Any help would be appreciated.


----------



## mole (Aug 24, 1999)

Better wrap anything with a space in it in quotation marks. Such as:

xcopy /h /e /v /y "C:\Documents and Settings\rudy.MURRAY\Local Settings\Application Data\Microsoft\Outlook\*.*" F:\Users\Rudy\outlookbku

(all on one line)

If you specify the file type, that is up to you, but the *.* will cover all of them. A /c can be added for good measure as this allows a graceful recovery if something goes wrong such as the file is in use.


----------



## rjh4th (Dec 29, 2003)

That sort of worked, it pulled the archive office data file and the extend DAT file, but the outlook office data file did not get backed up. Is there some kind of size limitation that may have kept that file from being copied?


----------



## mole (Aug 24, 1999)

You have the /v switch which will verify each copy and you also have the /y switch to answer "yes". I usually use the combination:

xcopy {source}\*.* {destination}\*.* /s /e /h /c /y 

(/y isn't supported the same in NT as in 2K or XP, nor are the switches exactly the same in Win9x, but generally still apply)

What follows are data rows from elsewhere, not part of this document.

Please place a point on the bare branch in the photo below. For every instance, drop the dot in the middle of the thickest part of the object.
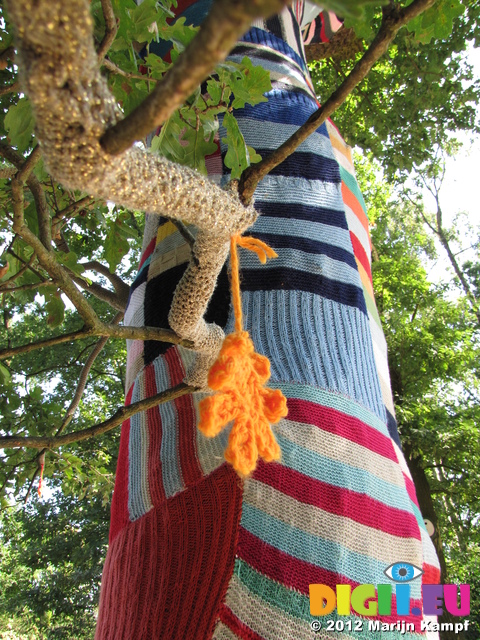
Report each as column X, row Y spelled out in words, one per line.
column 226, row 22
column 82, row 381
column 53, row 442
column 110, row 28
column 107, row 330
column 392, row 22
column 72, row 209
column 42, row 344
column 74, row 107
column 121, row 288
column 26, row 265
column 48, row 261
column 108, row 64
column 7, row 172
column 108, row 296
column 25, row 175
column 25, row 287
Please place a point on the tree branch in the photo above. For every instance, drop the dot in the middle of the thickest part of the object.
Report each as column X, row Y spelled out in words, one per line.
column 72, row 209
column 53, row 442
column 121, row 288
column 110, row 297
column 73, row 108
column 226, row 22
column 48, row 261
column 9, row 88
column 108, row 64
column 106, row 330
column 42, row 344
column 25, row 175
column 6, row 55
column 392, row 22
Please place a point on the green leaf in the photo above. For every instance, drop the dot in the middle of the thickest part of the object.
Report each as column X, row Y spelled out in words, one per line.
column 351, row 8
column 236, row 158
column 249, row 85
column 19, row 123
column 116, row 242
column 437, row 22
column 70, row 260
column 5, row 375
column 253, row 155
column 55, row 308
column 184, row 144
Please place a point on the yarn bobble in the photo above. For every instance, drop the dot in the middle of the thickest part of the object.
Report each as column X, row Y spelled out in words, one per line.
column 239, row 376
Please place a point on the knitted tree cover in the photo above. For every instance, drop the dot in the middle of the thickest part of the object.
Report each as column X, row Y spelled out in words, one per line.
column 240, row 375
column 195, row 551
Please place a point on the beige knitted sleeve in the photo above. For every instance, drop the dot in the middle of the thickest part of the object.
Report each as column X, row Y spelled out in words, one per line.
column 73, row 107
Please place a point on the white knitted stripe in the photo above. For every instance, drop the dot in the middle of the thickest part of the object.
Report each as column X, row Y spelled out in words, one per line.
column 340, row 449
column 139, row 501
column 268, row 621
column 357, row 228
column 222, row 632
column 361, row 539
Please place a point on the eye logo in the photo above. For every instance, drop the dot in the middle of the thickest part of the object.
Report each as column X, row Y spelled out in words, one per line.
column 402, row 572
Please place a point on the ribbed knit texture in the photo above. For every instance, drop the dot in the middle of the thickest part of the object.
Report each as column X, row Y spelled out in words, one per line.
column 340, row 505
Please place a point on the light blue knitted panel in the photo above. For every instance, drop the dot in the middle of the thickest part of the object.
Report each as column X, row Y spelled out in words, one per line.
column 171, row 472
column 139, row 501
column 292, row 328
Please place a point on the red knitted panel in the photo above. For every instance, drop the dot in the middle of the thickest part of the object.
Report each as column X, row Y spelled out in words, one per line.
column 166, row 574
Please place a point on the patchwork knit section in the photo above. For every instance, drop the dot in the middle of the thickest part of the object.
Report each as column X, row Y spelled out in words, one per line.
column 340, row 505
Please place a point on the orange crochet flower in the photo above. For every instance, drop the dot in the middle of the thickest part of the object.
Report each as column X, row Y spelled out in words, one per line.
column 240, row 374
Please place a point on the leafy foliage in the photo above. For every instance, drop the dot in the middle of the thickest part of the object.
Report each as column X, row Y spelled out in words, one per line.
column 421, row 92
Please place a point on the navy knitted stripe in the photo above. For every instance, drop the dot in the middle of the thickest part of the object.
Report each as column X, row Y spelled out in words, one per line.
column 293, row 279
column 140, row 279
column 259, row 36
column 307, row 245
column 392, row 428
column 283, row 108
column 302, row 212
column 305, row 165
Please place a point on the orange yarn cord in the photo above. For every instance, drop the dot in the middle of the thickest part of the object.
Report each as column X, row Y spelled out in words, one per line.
column 239, row 375
column 40, row 482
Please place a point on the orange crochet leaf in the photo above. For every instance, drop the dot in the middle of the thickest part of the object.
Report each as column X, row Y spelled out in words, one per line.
column 239, row 375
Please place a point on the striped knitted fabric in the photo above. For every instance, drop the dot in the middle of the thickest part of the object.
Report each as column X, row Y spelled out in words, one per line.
column 196, row 553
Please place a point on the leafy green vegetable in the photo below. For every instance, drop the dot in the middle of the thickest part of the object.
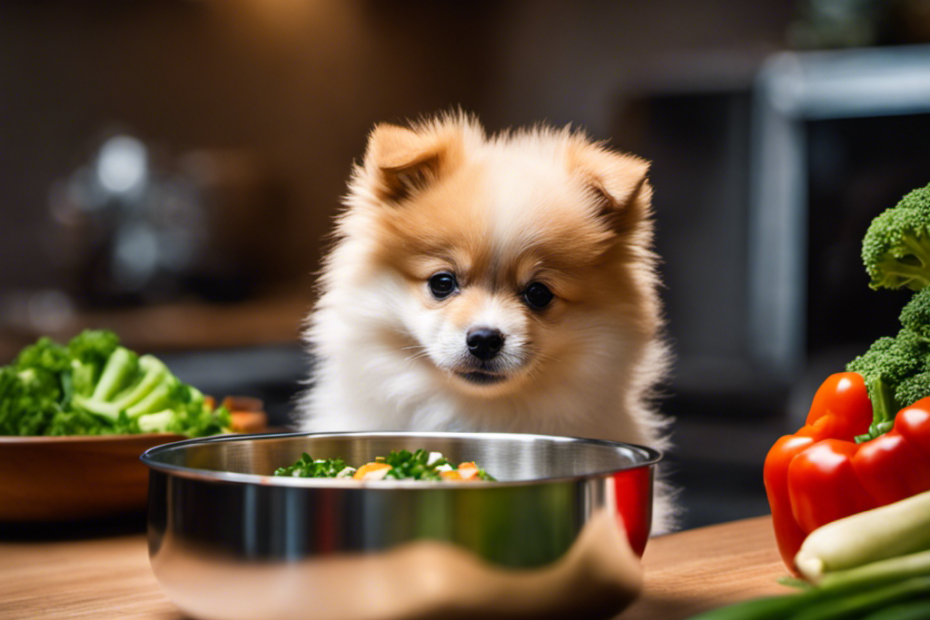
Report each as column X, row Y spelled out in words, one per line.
column 405, row 465
column 93, row 386
column 308, row 467
column 852, row 593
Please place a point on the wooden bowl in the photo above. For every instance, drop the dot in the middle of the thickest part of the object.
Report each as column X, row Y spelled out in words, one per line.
column 62, row 478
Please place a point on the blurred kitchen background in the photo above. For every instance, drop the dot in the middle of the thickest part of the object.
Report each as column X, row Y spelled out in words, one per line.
column 170, row 168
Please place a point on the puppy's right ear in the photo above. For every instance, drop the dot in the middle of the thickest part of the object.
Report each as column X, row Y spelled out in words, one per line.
column 404, row 161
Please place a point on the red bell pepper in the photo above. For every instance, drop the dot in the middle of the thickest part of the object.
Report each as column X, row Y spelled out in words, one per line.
column 820, row 474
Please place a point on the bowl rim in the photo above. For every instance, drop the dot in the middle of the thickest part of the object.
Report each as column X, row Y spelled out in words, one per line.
column 651, row 457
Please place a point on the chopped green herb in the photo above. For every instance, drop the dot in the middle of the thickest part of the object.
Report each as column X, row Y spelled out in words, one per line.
column 404, row 465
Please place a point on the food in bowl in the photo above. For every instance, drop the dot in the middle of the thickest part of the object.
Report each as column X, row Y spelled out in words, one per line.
column 398, row 465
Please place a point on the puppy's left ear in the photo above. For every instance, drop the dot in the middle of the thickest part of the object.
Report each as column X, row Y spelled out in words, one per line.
column 618, row 181
column 404, row 161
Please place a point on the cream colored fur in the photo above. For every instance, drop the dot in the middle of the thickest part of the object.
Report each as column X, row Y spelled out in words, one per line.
column 499, row 212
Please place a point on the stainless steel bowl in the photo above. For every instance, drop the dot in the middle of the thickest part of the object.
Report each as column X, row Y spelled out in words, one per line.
column 228, row 540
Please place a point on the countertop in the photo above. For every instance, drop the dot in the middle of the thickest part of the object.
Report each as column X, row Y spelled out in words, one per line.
column 109, row 577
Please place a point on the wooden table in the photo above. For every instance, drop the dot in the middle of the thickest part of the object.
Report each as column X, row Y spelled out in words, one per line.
column 109, row 577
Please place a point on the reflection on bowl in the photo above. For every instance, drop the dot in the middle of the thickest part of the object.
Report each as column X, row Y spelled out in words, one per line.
column 555, row 535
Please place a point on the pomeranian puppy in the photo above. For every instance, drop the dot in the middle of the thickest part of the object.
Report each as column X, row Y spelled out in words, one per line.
column 503, row 283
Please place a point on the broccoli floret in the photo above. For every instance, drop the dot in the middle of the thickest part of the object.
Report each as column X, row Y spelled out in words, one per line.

This gets all files and subdirectories no matter if empty or containing files.

Make sure that you are pointing in the proper directory, mine is located down the same tree except there is an "indentities directory and another named for the CLSID in addition to what you have below "...\local settings\application data\..." . There is no size limit assuming the destination has adequate capacity. You will have to close anything locking the file as well, such as Outlook and make certain that the process is fully closed by checking the task manager and ending task on it if it is still running. Frequently Outlook will continue to run in the bkg. if the database files are large or corrupted. At login/boot-up is a good time to do things before you open applications.


----------